Un ragazzo di 17 anni fa una tripletta e i followers aumentano.
“E’ cambiata proprio la generazione. Coi social media sei molto più visibile, quando giocavo io per vedere una partita o cercare partite vecchie era quasi impossibile. Oggi sono registrati anche gli allenamenti, fai una bella azione, fai il video, poi lo pubblichi e diventa virale. Prima lo facevi, non era registrato e nessuno se ne accorgeva (ride, ndr). Questo è stato il cambio, così come per l’allenatore. Non c’era il match analyst che lavora col video. Le squadre giocavano quasi tutte con quattro difensori, quattro centrocampisti e due punte. Erano tutti gli stessi sistemi, adesso ci sono diverse filosofie di gioco. Preparare una partita era più semplice, oggi lavori a 360 gradi sotto ogni aspetto. L’allenatore è diventato manager, è forte quanto il suo staff e dev’essere bravo a creare un clima sereno intorno alla squadra e al club. Quando le cose non vanno e non arrivano i risultati, è il primo responsabile. Un bravo allenatore è colui che, anche nella piccola società, sviluppa il giocatore oltre che il gioco. Se a fine campionato un calciatore fa dei passi in avanti, per una piccola società è molto importante. Se funziona il gioco e migliori il giocatore, arrivano anche i risultati”.
Il tuo legame con la città di Napoli è molto forte. Aver vinto lo Scudetto dev’essere stata una grande gioia per chi vive all’estero.
“Sono tifoso del Napoli, lo seguo, il suo calcio è stato spettacolare. Il Napoli è una forma di aspirazione di gioco, di principi che già mettevo in pratica, ma adesso mi ha dato la conferma. Gioca con quest’ampiezza, con un giocatore che non è il terzino classico come Di Lorenzo che taglia pure in mezzo al campo e può inserirsi in avanti; con l’uomo davanti alla difesa in fase di creazione che è sempre lì a chiudere i triangoli. Il Napoli per me è stata una gioia immensa e ha meritato.
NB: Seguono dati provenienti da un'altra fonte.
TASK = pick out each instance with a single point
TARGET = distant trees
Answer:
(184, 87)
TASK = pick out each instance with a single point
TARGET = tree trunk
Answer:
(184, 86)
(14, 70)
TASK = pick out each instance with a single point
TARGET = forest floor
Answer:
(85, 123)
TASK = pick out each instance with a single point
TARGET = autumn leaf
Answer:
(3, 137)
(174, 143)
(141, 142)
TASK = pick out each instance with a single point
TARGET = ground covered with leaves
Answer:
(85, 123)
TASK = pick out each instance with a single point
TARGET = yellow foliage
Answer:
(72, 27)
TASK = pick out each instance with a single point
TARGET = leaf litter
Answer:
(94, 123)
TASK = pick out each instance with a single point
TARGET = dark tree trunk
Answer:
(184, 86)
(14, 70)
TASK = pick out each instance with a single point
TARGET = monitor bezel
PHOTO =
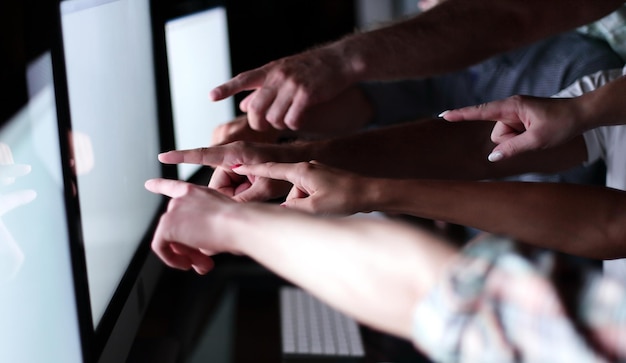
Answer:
(163, 12)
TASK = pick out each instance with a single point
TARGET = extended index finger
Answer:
(242, 82)
(168, 187)
(211, 156)
(486, 111)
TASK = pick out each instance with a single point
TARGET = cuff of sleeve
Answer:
(440, 319)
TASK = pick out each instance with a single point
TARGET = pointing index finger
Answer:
(242, 82)
(486, 111)
(278, 171)
(210, 156)
(168, 187)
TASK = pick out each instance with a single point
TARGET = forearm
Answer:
(581, 220)
(376, 271)
(445, 38)
(434, 149)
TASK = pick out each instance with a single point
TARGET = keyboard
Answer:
(312, 330)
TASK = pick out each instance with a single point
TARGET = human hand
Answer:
(524, 123)
(285, 88)
(189, 232)
(224, 157)
(239, 130)
(316, 188)
(11, 255)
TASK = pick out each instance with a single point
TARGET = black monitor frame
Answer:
(162, 12)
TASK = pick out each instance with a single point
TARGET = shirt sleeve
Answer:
(499, 304)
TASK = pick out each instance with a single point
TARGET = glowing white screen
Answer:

La cosa più bella è stata la visibilità, la gente conosce ancor meglio Napoli. Come si conosce meglio? Con le vittorie. E facendo un campionato del genere e così bene in Champions League, ha avuto all’estero una grande valorizzazione. Tra gli esperti prima era conosciuto, però adesso ha iniziato anche chi con il calcio estero ha meno contatto. Ti vengono vicino dicendo ‘Il Napoli, che grande, che bello!’. Il calore della gente durante i festeggiamenti, quell’immagine è arrivata anche all’estero e ha dato ancor più senso d’appartenenza per i napoletani, perché ha fatto vedere il lato bello e pulito della città non solo del calcio. La vittoria del Napoli dopo 33 anni ha portato questo, con grandissima riconoscenza non solo per la squadra, ma anche per il calore che può dare una città solo come Napoli.